Are these complains about XCUITest APIs that are not available ? Yes and no. Read more if you are interested in more detailed information.

Why to Get Into Trouble

I wonder if this is what Apple asked themselves when confronted, if they did, with the issue of providing a ‘isVisible’ and ‘elementByPoint’.

First let’s see what does the XCUITest API provide for elements (XCUIElement) that could help us find out if it is visible. We can see the documentation here:

Through the XCUIElementAttributes parent class we can get to other important values like : identifier, elementType, value, title, label, enabled, selected, frame.

The attributes exists, hittable and frame would seem enough to find out if an element is visible, even more, hittable could be a synonym for visible.

In any case, the isVisible or elementByPoint are not available, why to look for trouble. Well, if you are doing serious testing and you did not start today, probably you are obliged to respond to those two functions. Take the WebDriver specification, with Selenium and Appium as an implementation of them, or even older testing frameworks, those functions are there.

To help us understand the issue it is very interesting to read the WebDriver Specification on Element Displayedness for those who have to implement the feature. We can see how did a field (App testing) about looking for fail-proof operations like find the element in the UI that has label “Login” moved into terminilogy like “perceptually visible to the human eye” and “based on crude approximations about an element’s nature and relationship in the tree”. And to add to the mix, we can find something as simple as “An element is in general to be considered visible if any part of it is drawn on the canvas within the boundaries of the viewport”. But it is not that simple, it is a trap.

Element displayedness

Although WebDriver does not define a primitive to ascertain the visibility of an element in the viewport, we acknowledge that it is an important feature for many users.

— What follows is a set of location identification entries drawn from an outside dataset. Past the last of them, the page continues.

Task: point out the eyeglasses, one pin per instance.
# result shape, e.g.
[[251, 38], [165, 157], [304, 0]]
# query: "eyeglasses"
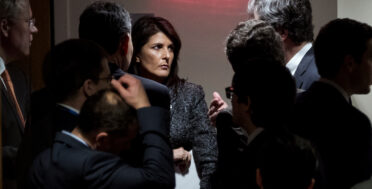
[[229, 92], [30, 21], [108, 79]]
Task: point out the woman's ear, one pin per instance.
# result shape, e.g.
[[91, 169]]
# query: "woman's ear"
[[124, 44], [4, 27]]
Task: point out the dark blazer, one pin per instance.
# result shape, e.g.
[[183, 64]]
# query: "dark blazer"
[[157, 93], [41, 136], [340, 133], [237, 163], [307, 71], [12, 128], [71, 164]]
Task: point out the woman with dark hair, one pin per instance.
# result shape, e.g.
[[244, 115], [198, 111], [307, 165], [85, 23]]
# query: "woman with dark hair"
[[156, 49]]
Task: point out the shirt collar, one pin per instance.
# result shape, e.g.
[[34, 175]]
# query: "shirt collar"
[[296, 59], [75, 137], [248, 138], [74, 111], [338, 87]]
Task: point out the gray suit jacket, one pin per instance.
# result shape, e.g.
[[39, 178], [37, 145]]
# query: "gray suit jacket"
[[12, 128], [307, 71]]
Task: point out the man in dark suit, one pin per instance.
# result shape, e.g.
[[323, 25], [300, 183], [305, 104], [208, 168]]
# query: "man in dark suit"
[[324, 114], [16, 29], [74, 70], [85, 157], [109, 25], [292, 19], [262, 97]]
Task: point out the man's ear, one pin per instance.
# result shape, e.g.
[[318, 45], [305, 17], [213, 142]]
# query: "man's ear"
[[283, 34], [124, 44], [247, 105], [311, 186], [4, 27], [89, 87], [101, 140], [258, 178], [349, 62], [138, 59]]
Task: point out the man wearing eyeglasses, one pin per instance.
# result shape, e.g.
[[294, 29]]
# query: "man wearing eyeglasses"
[[17, 27], [262, 96]]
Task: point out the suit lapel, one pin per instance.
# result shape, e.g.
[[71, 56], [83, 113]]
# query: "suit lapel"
[[7, 99], [303, 66]]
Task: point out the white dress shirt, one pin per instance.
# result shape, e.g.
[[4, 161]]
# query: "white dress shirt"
[[292, 64]]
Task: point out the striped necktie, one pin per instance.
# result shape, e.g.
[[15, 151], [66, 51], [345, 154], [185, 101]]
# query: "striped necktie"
[[10, 90]]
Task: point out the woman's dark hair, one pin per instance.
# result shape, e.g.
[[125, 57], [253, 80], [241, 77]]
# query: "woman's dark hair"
[[146, 27]]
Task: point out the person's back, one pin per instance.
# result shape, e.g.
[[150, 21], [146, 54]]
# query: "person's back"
[[324, 114], [88, 157]]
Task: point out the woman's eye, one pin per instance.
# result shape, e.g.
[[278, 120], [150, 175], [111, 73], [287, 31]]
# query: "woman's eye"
[[156, 47]]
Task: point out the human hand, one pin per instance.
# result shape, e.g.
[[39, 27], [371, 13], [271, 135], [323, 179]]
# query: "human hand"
[[132, 91], [217, 104], [182, 160]]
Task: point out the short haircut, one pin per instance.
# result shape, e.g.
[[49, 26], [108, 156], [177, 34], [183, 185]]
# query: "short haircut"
[[271, 90], [107, 111], [295, 16], [148, 26], [337, 39], [105, 23], [69, 64], [287, 162], [12, 8], [253, 40]]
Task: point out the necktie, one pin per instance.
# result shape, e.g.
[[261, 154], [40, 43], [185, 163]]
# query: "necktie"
[[10, 89]]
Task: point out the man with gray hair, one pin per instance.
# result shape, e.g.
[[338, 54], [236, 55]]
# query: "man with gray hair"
[[292, 19], [16, 28], [257, 109]]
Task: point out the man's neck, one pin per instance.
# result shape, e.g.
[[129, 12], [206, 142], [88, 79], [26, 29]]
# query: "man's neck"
[[77, 133], [120, 61], [75, 102], [247, 125], [291, 49]]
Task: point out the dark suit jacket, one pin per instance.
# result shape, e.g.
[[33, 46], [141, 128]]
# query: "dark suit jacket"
[[41, 136], [307, 71], [12, 128], [340, 133], [237, 163], [71, 164], [157, 93]]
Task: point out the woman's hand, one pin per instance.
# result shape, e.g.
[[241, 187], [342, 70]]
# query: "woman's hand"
[[182, 160], [217, 104]]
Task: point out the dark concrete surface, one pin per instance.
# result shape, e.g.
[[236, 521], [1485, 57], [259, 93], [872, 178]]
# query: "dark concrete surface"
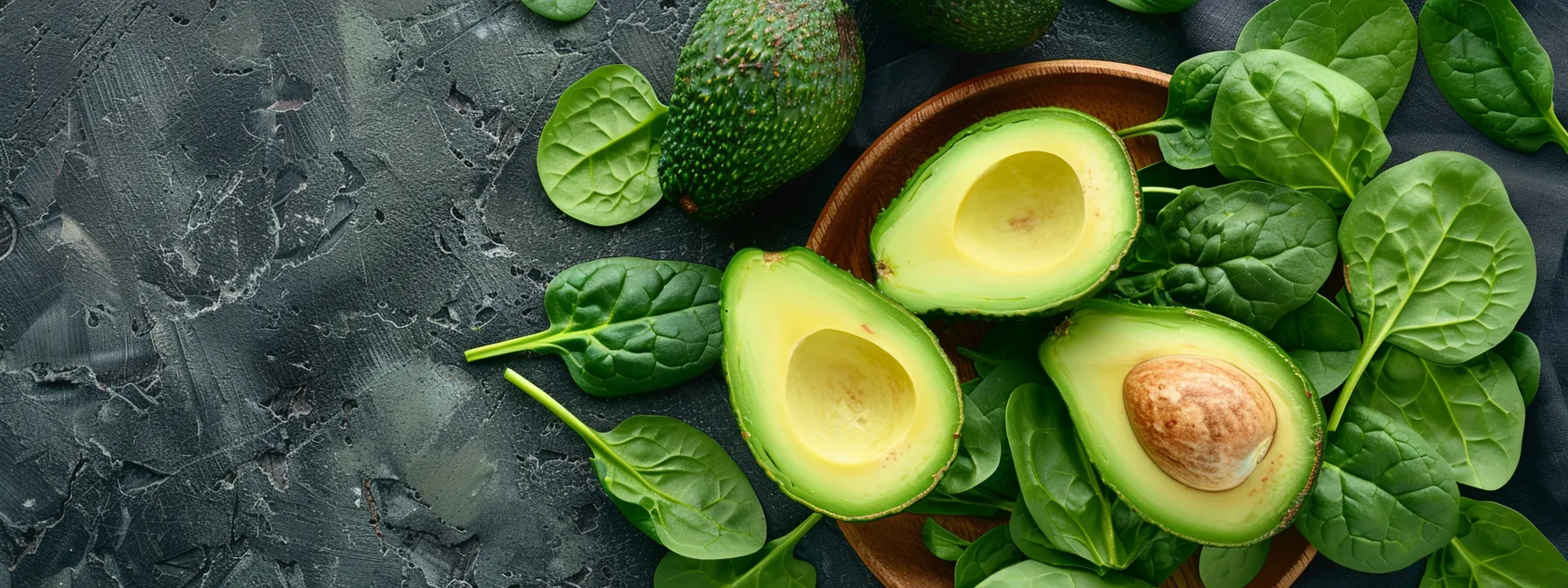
[[243, 245]]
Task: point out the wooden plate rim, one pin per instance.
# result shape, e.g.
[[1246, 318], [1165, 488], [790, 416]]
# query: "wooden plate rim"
[[938, 102]]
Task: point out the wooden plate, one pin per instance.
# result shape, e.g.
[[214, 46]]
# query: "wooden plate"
[[1118, 94]]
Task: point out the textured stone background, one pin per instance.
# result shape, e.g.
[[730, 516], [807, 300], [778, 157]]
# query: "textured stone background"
[[249, 241]]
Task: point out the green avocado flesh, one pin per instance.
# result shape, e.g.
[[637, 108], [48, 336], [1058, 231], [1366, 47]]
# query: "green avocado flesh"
[[1021, 214], [844, 397], [1090, 358]]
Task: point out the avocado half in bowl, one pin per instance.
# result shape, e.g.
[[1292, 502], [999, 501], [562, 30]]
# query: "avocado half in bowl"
[[1023, 214], [844, 397], [1201, 424]]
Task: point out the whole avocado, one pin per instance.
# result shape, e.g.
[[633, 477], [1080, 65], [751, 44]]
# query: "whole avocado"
[[764, 91], [976, 25]]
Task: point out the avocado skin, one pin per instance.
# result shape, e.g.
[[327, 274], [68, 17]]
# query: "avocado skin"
[[764, 91], [976, 25]]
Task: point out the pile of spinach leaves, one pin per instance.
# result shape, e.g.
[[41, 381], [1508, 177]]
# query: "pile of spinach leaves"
[[1432, 380]]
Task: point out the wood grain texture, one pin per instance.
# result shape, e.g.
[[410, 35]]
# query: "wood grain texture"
[[1118, 94]]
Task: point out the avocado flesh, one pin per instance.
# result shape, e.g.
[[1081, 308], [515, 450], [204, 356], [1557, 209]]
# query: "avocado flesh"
[[1021, 214], [844, 397], [1088, 358]]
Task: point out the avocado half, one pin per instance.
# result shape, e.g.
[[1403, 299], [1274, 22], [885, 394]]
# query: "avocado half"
[[844, 397], [1201, 424], [1021, 214]]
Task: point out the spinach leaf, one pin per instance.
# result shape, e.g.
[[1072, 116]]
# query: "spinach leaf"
[[1166, 554], [1078, 513], [1043, 574], [1524, 361], [1288, 120], [979, 452], [599, 150], [976, 502], [1437, 262], [1031, 540], [987, 556], [1183, 130], [560, 10], [1320, 339], [1500, 548], [774, 566], [671, 482], [1471, 413], [1154, 7], [627, 325], [1371, 41], [1231, 566], [1493, 71], [1251, 251], [1383, 497], [942, 542]]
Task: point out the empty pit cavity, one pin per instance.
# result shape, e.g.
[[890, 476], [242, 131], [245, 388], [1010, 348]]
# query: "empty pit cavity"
[[1023, 212], [849, 400]]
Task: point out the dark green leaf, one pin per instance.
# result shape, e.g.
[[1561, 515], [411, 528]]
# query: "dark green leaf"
[[1493, 71], [1471, 413], [774, 566], [1369, 41], [1320, 339], [1251, 251], [1231, 566], [1501, 548], [671, 482], [599, 150], [1383, 499], [987, 556], [1183, 130], [627, 325], [1437, 262], [1288, 120], [1524, 361], [942, 542]]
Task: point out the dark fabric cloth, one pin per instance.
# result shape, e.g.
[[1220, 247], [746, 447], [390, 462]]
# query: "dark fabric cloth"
[[253, 241]]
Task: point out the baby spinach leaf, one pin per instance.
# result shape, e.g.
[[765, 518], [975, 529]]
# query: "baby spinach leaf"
[[1251, 251], [1154, 7], [1320, 339], [1524, 361], [1383, 497], [560, 10], [1231, 566], [1437, 262], [774, 566], [987, 556], [979, 452], [1371, 41], [671, 482], [627, 325], [1471, 413], [1288, 120], [1040, 574], [1183, 130], [599, 150], [1166, 554], [1076, 512], [942, 542], [1032, 542], [1500, 548], [1493, 71]]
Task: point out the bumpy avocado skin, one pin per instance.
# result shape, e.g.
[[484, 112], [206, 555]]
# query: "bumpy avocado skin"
[[764, 91], [976, 25]]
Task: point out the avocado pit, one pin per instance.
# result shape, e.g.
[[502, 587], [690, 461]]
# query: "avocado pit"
[[1200, 419]]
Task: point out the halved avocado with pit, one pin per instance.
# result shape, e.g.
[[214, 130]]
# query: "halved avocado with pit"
[[1021, 214], [1201, 424], [844, 397]]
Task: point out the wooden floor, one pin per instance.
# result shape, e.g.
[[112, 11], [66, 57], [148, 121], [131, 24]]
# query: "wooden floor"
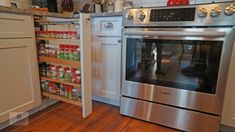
[[63, 117]]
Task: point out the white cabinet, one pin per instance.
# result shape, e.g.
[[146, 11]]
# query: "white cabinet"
[[106, 59], [19, 83], [228, 116], [107, 69], [19, 80]]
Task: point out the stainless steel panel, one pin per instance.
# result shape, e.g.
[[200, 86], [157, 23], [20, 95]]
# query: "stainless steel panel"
[[208, 103], [222, 20], [169, 116]]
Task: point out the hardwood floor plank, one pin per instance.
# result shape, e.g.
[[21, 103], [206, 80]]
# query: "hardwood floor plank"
[[64, 117], [140, 126]]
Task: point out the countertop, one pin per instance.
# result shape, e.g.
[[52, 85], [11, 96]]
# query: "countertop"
[[106, 14], [49, 14], [31, 12]]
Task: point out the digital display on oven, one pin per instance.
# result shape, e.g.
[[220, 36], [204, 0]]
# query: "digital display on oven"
[[183, 14]]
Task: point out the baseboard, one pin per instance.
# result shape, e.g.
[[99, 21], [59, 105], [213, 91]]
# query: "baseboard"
[[46, 103]]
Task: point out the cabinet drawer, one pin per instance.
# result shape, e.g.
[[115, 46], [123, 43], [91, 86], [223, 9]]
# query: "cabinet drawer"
[[107, 26], [16, 26]]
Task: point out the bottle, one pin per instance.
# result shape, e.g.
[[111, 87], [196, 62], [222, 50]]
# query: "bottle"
[[70, 5], [63, 6]]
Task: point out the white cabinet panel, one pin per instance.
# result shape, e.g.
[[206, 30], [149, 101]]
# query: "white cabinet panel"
[[20, 90], [107, 68], [228, 116], [16, 26], [107, 26]]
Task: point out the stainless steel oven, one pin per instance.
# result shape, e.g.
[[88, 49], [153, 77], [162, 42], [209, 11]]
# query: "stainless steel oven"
[[175, 64]]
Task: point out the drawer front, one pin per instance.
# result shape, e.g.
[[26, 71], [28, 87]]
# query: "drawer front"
[[16, 26], [107, 26]]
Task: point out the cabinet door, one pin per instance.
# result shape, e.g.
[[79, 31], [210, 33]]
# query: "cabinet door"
[[16, 26], [107, 69], [228, 116], [19, 79]]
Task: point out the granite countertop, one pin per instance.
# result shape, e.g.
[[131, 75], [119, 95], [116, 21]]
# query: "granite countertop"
[[49, 14], [106, 14], [31, 12]]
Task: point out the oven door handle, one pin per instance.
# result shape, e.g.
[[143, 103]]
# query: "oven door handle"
[[210, 34]]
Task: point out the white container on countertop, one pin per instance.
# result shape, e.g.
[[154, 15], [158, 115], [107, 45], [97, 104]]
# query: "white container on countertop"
[[118, 5], [5, 3]]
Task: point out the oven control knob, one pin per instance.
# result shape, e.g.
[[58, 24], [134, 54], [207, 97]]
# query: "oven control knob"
[[215, 12], [141, 15], [230, 10], [202, 13], [129, 16]]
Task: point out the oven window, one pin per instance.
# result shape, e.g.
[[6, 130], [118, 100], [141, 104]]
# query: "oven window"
[[189, 65]]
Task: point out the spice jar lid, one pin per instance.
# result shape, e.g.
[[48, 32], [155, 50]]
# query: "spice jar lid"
[[73, 69]]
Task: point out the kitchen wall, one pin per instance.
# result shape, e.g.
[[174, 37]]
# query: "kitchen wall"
[[154, 3], [78, 4], [23, 4]]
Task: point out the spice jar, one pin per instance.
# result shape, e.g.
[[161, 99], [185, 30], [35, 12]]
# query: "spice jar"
[[73, 75], [57, 48], [61, 51], [42, 50], [48, 69], [58, 72], [62, 90], [50, 87], [78, 77], [43, 85], [67, 74], [54, 73], [70, 89], [53, 51], [76, 94], [73, 35], [46, 86], [66, 52], [74, 53], [61, 74]]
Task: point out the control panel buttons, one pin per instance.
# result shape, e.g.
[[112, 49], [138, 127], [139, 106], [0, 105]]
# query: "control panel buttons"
[[202, 13], [230, 10], [141, 15], [215, 12], [129, 16]]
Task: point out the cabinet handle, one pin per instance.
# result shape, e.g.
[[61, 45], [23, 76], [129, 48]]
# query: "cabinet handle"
[[108, 25]]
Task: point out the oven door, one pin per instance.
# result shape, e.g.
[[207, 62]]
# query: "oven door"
[[185, 68]]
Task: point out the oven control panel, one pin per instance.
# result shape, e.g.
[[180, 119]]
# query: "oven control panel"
[[183, 14], [216, 14]]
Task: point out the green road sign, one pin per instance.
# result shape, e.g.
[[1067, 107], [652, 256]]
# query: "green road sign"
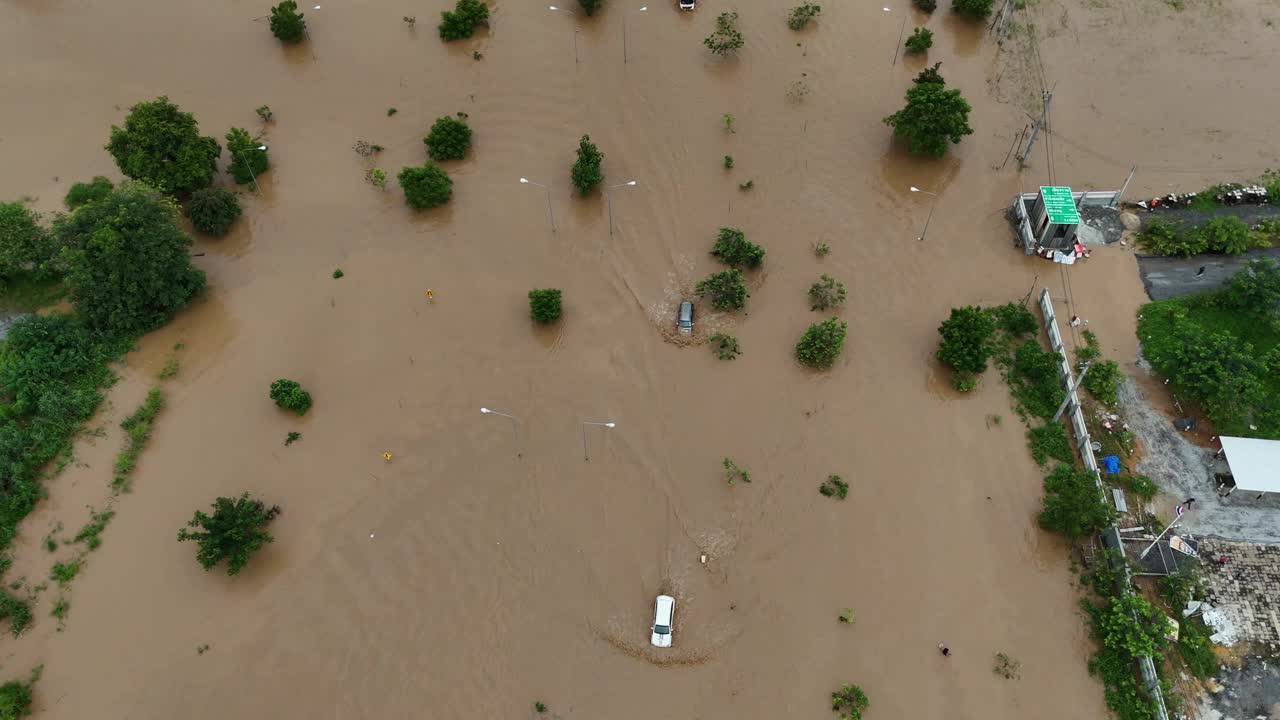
[[1061, 208]]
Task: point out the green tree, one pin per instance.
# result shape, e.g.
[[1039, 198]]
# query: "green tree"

Here we include a recommended approach which will give a simplified approximation of an element’s visibility, but please note that it relies only on tree-traversal, and only covers a subset of visibility checks.

The visibility of an element is guided by what is perceptually visible to the human eye. In this context, an element’s displayedness does not relate to the visibility or display style properties.

The approach recommended to implementors to ascertain an element’s visibility was originally developed by the Selenium project, and is based on crude approximations about an element’s nature and relationship in the tree. An element is in general to be considered visible if any part of it is drawn on the canvas within the boundaries of the viewport.

The element displayed algorithm is a boolean state where true signifies that the element is displayed and false signifies that the element is not displayed. To compute the state on element, invoke the Call(bot.dom.isShown, null, element). If doing so does not produce an error, return the return value from this function call. Otherwise return an error with error code unknown error.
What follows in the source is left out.